De réels succès de la prévention des addictions en France ! Amplifions la dynamique !
« Même dans la période troublée que nous traversons, il peut arriver qu’une bonne nouvelle n’arrive pas seule. C’est ainsi que les résultats récents de différentes enquêtes épidémiologiques mettent en évidence de réels progrès de la prévention des addictions dans notre pays. »

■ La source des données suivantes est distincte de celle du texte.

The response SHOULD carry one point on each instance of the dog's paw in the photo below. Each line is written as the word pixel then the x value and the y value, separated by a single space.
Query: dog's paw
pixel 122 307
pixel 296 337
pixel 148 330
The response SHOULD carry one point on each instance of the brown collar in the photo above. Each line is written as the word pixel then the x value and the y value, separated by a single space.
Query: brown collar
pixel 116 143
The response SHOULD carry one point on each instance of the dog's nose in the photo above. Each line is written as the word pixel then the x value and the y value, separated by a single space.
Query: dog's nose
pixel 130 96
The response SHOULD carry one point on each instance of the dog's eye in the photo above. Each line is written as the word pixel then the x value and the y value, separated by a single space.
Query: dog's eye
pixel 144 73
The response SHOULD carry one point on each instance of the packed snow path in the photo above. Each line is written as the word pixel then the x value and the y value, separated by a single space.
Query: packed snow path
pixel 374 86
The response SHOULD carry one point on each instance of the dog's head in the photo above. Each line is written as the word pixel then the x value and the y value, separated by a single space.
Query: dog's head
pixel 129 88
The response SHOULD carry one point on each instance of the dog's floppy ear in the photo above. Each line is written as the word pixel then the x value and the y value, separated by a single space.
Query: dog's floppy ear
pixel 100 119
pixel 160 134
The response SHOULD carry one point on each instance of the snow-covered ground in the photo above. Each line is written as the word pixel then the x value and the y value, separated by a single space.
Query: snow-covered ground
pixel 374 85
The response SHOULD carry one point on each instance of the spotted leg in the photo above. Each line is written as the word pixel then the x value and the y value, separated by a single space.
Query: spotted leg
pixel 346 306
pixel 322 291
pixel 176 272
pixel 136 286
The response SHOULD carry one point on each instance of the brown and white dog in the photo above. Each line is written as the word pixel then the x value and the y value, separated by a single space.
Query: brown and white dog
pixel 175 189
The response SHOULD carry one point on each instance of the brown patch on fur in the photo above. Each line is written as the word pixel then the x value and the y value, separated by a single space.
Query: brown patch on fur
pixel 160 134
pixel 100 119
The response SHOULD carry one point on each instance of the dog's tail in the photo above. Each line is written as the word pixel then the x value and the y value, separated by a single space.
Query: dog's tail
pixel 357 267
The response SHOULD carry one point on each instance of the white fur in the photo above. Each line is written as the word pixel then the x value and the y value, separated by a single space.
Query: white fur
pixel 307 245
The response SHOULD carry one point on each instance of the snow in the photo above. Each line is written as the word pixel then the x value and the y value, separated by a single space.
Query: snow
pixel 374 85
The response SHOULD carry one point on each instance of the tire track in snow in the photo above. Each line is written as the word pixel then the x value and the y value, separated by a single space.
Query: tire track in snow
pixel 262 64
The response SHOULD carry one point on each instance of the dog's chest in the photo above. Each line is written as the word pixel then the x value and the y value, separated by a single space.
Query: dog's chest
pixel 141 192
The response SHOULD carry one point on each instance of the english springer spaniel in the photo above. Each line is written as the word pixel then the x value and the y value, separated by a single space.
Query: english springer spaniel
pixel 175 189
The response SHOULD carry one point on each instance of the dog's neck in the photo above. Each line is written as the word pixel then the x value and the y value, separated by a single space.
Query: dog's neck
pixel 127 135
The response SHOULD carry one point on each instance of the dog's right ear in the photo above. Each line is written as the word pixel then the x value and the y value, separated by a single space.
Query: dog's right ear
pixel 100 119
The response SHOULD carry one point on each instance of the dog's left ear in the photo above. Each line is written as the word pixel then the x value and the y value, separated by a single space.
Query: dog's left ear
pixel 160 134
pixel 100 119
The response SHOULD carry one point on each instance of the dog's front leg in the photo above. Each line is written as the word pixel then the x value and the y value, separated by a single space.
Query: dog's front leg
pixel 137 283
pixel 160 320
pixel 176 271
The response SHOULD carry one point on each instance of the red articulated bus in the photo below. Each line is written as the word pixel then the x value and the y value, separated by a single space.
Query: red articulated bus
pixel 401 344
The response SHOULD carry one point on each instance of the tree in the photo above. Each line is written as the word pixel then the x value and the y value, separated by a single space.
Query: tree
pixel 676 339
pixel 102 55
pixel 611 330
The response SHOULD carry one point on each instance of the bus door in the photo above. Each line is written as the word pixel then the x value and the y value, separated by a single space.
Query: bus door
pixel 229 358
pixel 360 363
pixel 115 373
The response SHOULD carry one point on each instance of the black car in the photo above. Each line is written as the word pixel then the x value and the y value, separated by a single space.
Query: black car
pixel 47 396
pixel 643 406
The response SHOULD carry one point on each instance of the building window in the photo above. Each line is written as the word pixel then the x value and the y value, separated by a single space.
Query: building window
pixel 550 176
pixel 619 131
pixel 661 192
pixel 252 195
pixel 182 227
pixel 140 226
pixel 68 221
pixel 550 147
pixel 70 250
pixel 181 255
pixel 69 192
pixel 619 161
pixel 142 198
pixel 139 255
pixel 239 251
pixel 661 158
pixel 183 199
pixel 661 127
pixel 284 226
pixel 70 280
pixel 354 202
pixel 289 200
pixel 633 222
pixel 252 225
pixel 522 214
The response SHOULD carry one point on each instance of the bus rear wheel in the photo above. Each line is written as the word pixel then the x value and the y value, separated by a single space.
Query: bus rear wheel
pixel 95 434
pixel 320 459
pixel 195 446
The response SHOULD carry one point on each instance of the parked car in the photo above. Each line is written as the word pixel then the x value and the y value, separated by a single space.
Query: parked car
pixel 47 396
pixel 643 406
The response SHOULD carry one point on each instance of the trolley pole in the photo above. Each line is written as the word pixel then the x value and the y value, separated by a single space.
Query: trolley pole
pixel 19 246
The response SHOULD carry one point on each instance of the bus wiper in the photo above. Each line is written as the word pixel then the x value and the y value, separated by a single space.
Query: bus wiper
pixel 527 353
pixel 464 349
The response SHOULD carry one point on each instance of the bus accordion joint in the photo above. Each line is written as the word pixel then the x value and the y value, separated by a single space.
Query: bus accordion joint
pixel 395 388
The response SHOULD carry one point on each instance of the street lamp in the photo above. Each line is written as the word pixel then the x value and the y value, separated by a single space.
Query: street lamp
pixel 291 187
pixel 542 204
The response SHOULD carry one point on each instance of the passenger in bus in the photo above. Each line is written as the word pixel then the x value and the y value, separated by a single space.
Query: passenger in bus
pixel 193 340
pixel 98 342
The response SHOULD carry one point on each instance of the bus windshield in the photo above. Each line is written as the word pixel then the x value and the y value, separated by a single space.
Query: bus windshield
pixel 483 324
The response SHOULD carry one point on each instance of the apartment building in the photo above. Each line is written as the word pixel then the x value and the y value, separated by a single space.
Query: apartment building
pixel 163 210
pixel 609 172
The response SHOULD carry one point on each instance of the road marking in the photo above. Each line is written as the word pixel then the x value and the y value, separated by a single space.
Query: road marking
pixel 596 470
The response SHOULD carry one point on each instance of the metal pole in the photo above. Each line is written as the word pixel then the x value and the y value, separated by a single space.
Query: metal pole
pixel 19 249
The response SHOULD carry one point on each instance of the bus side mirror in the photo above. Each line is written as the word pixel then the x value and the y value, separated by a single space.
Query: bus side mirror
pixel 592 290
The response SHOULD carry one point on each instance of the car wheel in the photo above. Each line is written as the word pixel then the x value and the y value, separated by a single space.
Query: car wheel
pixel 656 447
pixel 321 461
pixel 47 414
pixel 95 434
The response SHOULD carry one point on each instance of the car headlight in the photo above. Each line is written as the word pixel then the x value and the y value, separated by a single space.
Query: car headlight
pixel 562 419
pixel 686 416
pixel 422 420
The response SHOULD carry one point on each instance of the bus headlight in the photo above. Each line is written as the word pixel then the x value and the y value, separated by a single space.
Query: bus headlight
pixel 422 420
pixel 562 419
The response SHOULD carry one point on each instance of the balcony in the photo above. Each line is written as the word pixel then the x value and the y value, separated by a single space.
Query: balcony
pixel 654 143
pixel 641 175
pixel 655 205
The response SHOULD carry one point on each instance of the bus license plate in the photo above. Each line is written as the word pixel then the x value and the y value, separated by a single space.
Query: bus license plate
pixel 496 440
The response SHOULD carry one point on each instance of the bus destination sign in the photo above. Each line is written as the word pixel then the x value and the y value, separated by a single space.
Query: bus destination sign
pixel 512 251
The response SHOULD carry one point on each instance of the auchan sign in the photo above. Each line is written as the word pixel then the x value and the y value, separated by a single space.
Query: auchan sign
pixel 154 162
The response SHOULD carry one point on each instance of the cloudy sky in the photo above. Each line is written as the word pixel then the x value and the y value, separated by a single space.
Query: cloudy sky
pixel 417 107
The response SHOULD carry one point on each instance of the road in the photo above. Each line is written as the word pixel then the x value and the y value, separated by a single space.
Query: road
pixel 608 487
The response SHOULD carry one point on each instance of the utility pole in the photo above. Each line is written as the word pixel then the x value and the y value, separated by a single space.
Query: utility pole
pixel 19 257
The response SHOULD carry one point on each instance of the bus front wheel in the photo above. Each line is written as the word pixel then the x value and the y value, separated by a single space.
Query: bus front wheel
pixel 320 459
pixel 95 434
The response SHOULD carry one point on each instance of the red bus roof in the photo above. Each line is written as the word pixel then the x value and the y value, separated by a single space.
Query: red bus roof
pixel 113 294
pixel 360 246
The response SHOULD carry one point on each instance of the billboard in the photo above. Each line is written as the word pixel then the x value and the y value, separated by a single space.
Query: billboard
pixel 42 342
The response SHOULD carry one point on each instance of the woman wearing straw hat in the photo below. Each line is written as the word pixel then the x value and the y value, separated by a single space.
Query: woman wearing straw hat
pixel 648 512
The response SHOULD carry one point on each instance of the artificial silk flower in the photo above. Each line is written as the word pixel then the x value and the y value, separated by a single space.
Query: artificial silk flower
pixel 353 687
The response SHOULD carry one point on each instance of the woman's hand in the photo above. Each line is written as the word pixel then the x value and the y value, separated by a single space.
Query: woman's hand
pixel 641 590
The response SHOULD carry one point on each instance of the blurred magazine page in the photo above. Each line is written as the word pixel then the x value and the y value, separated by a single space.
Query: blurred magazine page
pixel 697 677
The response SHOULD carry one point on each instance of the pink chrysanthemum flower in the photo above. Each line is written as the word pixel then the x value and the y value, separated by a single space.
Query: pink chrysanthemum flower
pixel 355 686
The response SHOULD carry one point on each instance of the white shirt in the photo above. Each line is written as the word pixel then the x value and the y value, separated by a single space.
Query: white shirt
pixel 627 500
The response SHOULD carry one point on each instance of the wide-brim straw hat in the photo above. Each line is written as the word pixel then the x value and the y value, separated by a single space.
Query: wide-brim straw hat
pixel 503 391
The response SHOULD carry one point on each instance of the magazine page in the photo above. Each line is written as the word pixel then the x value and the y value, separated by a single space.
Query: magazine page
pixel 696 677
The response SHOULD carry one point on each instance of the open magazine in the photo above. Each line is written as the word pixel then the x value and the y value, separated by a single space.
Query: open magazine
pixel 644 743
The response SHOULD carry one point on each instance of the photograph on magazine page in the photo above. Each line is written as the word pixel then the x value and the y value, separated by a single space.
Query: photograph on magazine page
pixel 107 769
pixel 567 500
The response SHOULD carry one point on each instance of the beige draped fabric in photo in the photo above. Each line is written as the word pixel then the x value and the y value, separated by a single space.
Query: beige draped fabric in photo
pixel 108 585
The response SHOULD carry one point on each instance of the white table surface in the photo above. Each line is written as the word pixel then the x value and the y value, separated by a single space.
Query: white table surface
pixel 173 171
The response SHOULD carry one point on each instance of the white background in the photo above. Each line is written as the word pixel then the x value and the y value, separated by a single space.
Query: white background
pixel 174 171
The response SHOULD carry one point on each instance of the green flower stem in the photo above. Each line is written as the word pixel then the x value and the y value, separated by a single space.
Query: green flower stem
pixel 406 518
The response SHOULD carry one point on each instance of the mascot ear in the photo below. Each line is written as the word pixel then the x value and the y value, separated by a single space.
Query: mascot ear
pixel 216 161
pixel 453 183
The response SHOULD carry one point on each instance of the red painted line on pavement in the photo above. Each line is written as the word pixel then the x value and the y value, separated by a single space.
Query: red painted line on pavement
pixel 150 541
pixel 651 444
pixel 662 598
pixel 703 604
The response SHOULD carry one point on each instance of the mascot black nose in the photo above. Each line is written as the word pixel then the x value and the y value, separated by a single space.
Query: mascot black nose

Le récent numéro du Bulletin épidémiologique hebdomadaire (BEH) publié à l’occasion de la Journée mondiale sans tabac du 31 mai, confirme la tendance à la baisse des consommations de tabac en France. Les données, issues en partie du Baromètre de Santé Publique France, indiquent que la prévalence de la consommation estimée en 2019, continue de diminuer même si c’est à un rythme un peu moins vif que ces dernières années. Cependant avec 30,4 % de fumeurs (24 % de fumeurs quotidiens), c’est la prévalence la plus basse jamais atteinte dans notre pays ! Toutefois, cette diminution de 1,4 points ne se retrouve pas cette année chez les plus fragiles (non diplômés, chômeurs). Cela rappelle que la prévention s’inscrit dans la durée et nécessite des interventions ciblées, convergentes et coordonnées, agissant aussi bien sur l’offre (paquet neutre, interdiction de publicité, des arômes…), l’accès aux produits (politique de prix, interdiction de vente aux mineurs…), que sur l’accompagnement de proximité pour l’aide à l’arrêt (remboursement de la substitution nicotinique, Moi(s) sans tabac… ) et le vapotage. Cela doit nous rappeler également que, plus la prévalence générale baisse, plus la dépendance au tabac va se concentrer dans des populations vulnérables, nécessitant le renforcement d’un accompagnement global par les structures spécialisées (notamment de proximité comme les CSAPA[2]).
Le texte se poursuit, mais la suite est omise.